Le passage par un professionnel permet de s’affranchir des nombreux obstacles qui s’érigent face à la difficulté des choix et de la mise en route du processus de création d’entreprise.

La première étape consiste à choisir le statut de l’entreprise, qui découlera de divers critères :

  • le nombre de personnes impliquées et leurs responsabilités
  • l’activité principale exercée, et le marché auquel elle sera rattachée
  • les investissements envisagés (ou nécessaires) dans la phase de création

La détermination du statut permettra de définir le régime de sécurité sociale du ou des dirigeants, sa fiscalité, sa prise de risque personnelle. De là, seront établis les statuts juridiques de l’entreprise : c’est le document qui définit le fonctionnement interne de l’entreprise et des interactions et rôles du ou des dirigeants ou associés. On y retrouve notamment :

  • l’objet sociale de l’entreprise
  • la raison sociale bien entendu
  • le régime de cotisations sociales choisi
  • le pouvoir du ou des dirigeants
  • la clause d’agrément entre associés (si concernés)
  • etc.

La totalité des documents réglementaires devront finalement être déposés, selon l’orientation de l’activité, auprès du Centre de Formalité des Entreprises de la chambre consulaire concernée : Chambre de Commerce et d’Industrie, Chambre d’Agriculture ou Chambre des métiers.

Création d'entreprise : Passer par un avocat est il obligatoire ?

Il ne faudra pas oublier les documents légaux obligatoires, comme l’attestation de non-condamnation du ou des gérants, au risque de voir son dossier rejeté.

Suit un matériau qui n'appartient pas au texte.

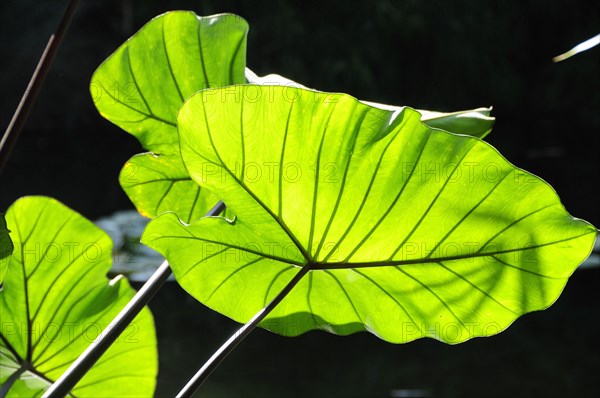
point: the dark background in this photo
(439, 55)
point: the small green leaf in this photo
(6, 247)
(406, 231)
(141, 87)
(56, 300)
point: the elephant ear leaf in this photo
(399, 229)
(6, 247)
(56, 300)
(141, 87)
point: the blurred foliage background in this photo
(439, 55)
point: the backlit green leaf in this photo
(56, 300)
(143, 84)
(475, 122)
(6, 247)
(406, 231)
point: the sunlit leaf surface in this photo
(406, 231)
(56, 300)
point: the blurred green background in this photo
(440, 55)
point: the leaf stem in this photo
(5, 388)
(35, 83)
(90, 356)
(209, 366)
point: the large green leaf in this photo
(474, 122)
(406, 231)
(56, 300)
(142, 85)
(6, 247)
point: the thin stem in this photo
(35, 83)
(195, 382)
(90, 356)
(5, 388)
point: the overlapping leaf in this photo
(406, 231)
(143, 84)
(56, 300)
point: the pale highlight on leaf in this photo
(6, 247)
(141, 87)
(408, 231)
(56, 300)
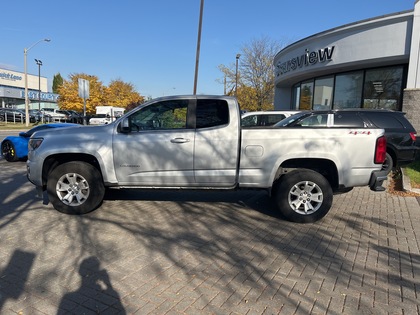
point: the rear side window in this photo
(211, 113)
(273, 118)
(315, 120)
(348, 120)
(386, 121)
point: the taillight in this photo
(380, 151)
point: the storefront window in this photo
(383, 88)
(306, 93)
(372, 88)
(296, 97)
(348, 90)
(323, 93)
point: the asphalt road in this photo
(206, 253)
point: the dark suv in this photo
(400, 134)
(14, 115)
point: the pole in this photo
(236, 74)
(39, 63)
(25, 53)
(197, 57)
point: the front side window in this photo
(163, 115)
(249, 121)
(211, 113)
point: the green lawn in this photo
(413, 172)
(17, 126)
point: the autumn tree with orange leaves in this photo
(118, 93)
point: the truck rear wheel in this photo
(303, 196)
(75, 188)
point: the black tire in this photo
(8, 151)
(389, 163)
(75, 188)
(303, 196)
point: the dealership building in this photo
(373, 63)
(12, 90)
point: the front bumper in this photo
(376, 180)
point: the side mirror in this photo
(125, 126)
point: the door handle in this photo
(180, 140)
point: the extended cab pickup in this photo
(197, 142)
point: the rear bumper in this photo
(376, 180)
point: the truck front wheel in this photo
(303, 196)
(75, 188)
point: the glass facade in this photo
(370, 88)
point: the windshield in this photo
(289, 120)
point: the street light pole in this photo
(236, 74)
(197, 57)
(25, 54)
(39, 63)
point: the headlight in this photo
(34, 143)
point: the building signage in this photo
(309, 58)
(34, 95)
(10, 76)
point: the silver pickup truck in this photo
(196, 142)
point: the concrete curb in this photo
(407, 183)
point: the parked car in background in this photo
(14, 115)
(54, 115)
(72, 116)
(37, 114)
(264, 118)
(400, 134)
(14, 148)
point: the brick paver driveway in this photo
(206, 253)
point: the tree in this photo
(69, 93)
(118, 93)
(122, 94)
(255, 74)
(57, 82)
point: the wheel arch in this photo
(53, 161)
(325, 167)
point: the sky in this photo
(152, 44)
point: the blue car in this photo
(14, 148)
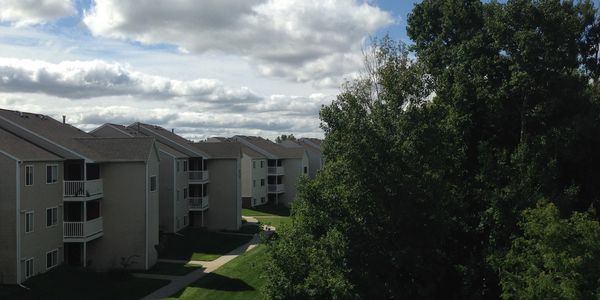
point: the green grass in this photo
(175, 269)
(266, 210)
(239, 279)
(196, 244)
(274, 221)
(247, 229)
(70, 283)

Pour tout cela, le professionnel du droit est d’une aide précieuse, et peut, dans la majorité des cas, prendre en charge la quasi totalité des démarches administratives. Il y a trois immenses avantages à recourir à un spécialiste :

  • la sécurité (puisqu’en cas d’erreur, l’entrepreneur sera protégé et le professionnel devra recourir à sa responsabilité civile professionnelle pour couvrir les frais engagés)
  • un gain de temps considérable
  • la tranquillité, ce qui permettra de se consacrer pleinement et directement à son activité commerciale

Mais qu’en est-il du choix de ce professionnel ?

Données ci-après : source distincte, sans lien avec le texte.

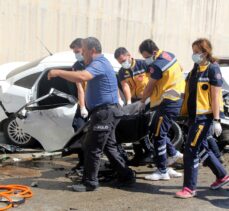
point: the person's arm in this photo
(77, 76)
(148, 90)
(215, 96)
(120, 101)
(126, 91)
(81, 95)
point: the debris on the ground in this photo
(34, 184)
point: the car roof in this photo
(64, 58)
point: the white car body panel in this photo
(53, 127)
(5, 69)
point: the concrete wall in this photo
(173, 24)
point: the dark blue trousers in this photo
(197, 150)
(167, 111)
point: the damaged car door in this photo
(49, 121)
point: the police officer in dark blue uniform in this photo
(102, 102)
(81, 115)
(134, 76)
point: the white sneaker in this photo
(172, 160)
(157, 176)
(174, 174)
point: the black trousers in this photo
(101, 138)
(78, 122)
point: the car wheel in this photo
(15, 135)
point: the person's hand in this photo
(53, 73)
(84, 112)
(121, 102)
(128, 102)
(141, 106)
(217, 128)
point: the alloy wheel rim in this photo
(16, 134)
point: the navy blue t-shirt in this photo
(103, 88)
(78, 66)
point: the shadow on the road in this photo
(52, 178)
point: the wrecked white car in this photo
(22, 85)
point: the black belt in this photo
(103, 107)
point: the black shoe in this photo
(76, 171)
(80, 187)
(125, 182)
(141, 160)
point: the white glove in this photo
(128, 102)
(121, 102)
(84, 112)
(141, 106)
(217, 128)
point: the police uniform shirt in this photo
(102, 89)
(215, 79)
(78, 66)
(137, 77)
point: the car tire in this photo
(15, 135)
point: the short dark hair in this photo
(92, 42)
(120, 51)
(76, 43)
(148, 46)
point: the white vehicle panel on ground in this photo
(52, 127)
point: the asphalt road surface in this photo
(53, 192)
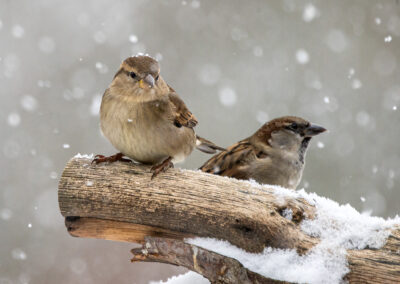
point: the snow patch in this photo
(189, 277)
(302, 56)
(84, 156)
(227, 96)
(310, 12)
(339, 227)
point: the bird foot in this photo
(162, 167)
(111, 159)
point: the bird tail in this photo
(207, 146)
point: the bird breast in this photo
(282, 169)
(144, 132)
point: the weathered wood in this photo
(120, 202)
(215, 267)
(116, 230)
(201, 204)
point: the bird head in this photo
(288, 133)
(139, 74)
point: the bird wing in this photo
(181, 114)
(232, 162)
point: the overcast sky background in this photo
(236, 64)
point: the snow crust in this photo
(84, 156)
(189, 277)
(339, 227)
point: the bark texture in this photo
(120, 202)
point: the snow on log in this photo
(267, 234)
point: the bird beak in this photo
(313, 130)
(147, 82)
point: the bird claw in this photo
(162, 167)
(111, 159)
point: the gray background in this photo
(236, 64)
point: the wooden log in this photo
(120, 202)
(215, 267)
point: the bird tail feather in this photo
(207, 146)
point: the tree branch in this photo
(120, 202)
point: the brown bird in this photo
(144, 118)
(273, 155)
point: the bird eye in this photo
(293, 126)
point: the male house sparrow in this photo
(273, 155)
(144, 118)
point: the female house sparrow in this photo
(273, 155)
(144, 118)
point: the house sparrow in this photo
(146, 120)
(273, 155)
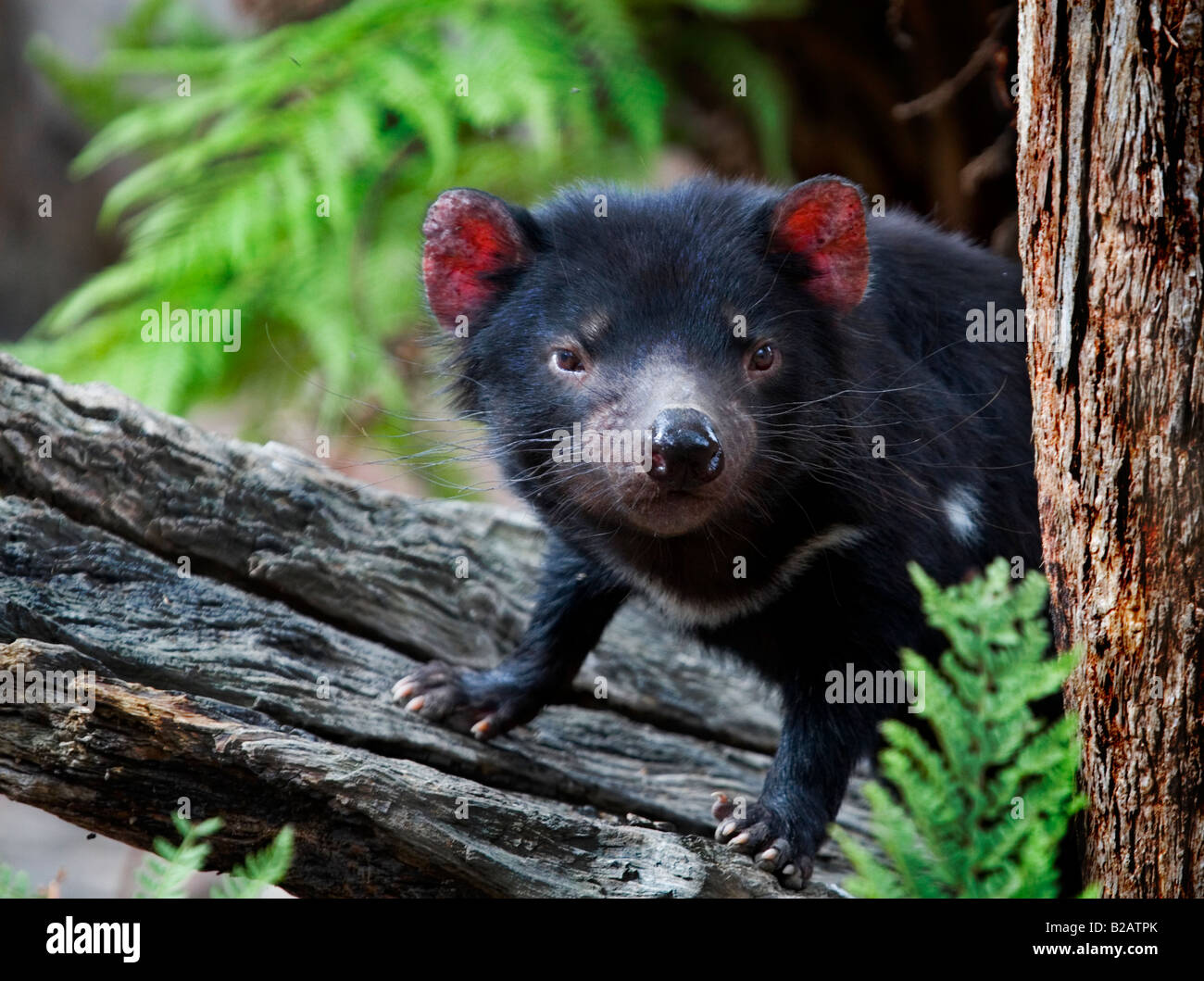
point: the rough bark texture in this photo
(257, 686)
(1111, 107)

L’avocat d’affaire, un intervenant de choix… pour les dossiers complexes ?

On entend souvent parler des avocats d’affaires, comme acteurs indispensables des montages juridiques d’entreprises. Dans les faits, il n’est pas obligatoire de recourir aux services d’un avocat d’affaire pour une création d’entreprise, dans une très grande majorité des cas.

En effet, s’il amène l’assurance de délivrer un dossier optimisé à tous les niveaux, dans un grand nombre de situations, les services proposés seront facturés au prix fort (un pacte d’associés peut dépasser allègrement les 10 000 € HT) alors qu’il est tout-à-fait possible d’obtenir un résultat équivalent en faisant intervenir un cabinet comptable ou une legaltech, ces entreprises en ligne spécialisées dans les démarches administratives des entreprises.

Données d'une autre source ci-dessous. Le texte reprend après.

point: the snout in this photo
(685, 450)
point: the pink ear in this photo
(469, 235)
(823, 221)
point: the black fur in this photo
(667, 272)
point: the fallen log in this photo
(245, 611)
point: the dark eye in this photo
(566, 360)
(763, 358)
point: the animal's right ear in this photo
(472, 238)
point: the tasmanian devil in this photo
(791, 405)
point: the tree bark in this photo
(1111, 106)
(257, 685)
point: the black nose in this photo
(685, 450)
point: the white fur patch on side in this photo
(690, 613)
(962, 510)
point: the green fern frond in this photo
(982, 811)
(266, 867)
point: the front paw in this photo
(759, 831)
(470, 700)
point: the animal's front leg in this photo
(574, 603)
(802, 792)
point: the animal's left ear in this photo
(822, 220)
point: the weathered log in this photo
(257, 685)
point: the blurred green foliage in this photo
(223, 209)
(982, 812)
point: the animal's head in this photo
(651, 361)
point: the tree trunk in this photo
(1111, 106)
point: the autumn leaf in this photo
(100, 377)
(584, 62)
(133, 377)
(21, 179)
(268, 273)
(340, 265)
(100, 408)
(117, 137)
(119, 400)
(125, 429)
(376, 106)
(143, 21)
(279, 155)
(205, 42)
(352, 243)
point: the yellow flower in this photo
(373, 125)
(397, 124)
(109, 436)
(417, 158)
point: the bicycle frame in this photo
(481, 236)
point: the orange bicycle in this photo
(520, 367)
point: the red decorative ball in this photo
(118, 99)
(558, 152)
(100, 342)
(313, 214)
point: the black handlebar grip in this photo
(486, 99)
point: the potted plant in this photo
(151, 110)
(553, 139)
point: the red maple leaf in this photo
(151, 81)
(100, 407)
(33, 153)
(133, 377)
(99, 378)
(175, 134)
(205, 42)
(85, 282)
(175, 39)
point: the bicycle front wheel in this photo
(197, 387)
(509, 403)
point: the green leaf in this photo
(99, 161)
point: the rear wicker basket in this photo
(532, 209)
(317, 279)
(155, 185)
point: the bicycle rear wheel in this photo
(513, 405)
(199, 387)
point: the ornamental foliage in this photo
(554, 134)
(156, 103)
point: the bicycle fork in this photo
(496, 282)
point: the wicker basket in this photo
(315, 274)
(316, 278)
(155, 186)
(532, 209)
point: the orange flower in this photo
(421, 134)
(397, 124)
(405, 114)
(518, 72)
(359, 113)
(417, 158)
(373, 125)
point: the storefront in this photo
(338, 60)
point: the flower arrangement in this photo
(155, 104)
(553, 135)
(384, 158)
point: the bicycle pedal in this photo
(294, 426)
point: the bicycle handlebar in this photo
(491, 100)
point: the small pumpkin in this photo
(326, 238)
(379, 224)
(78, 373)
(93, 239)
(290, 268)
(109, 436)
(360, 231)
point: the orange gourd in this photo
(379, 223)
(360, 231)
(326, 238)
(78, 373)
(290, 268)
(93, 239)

Expert comptable et centre de gestion : des acteurs locaux souvent plébiscités

Le choix d’un cabinet comptable, qui peut revêtir la forme d’un expert-comptable ou d’un centre de gestion agréé (dont les différences se sont fortement réduites depuis la réforme de la profession comptable en 2008, le centre de gestion agréé ayant toujours l’avantage de la non-majoration des bénéfices fiscaux pour leurs clients adhérents d’Organismes de Gestion Agréé), est judicieux si l’entrepreneur désire bénéficier de services complémentaires, comme l’aide juridique (qui fera d’ailleurs le travail réglementaire lors du processus de création d’entreprise), la gestion de la paye ou le conseil patrimonial, tout en privilégiant un contact humain de proximité.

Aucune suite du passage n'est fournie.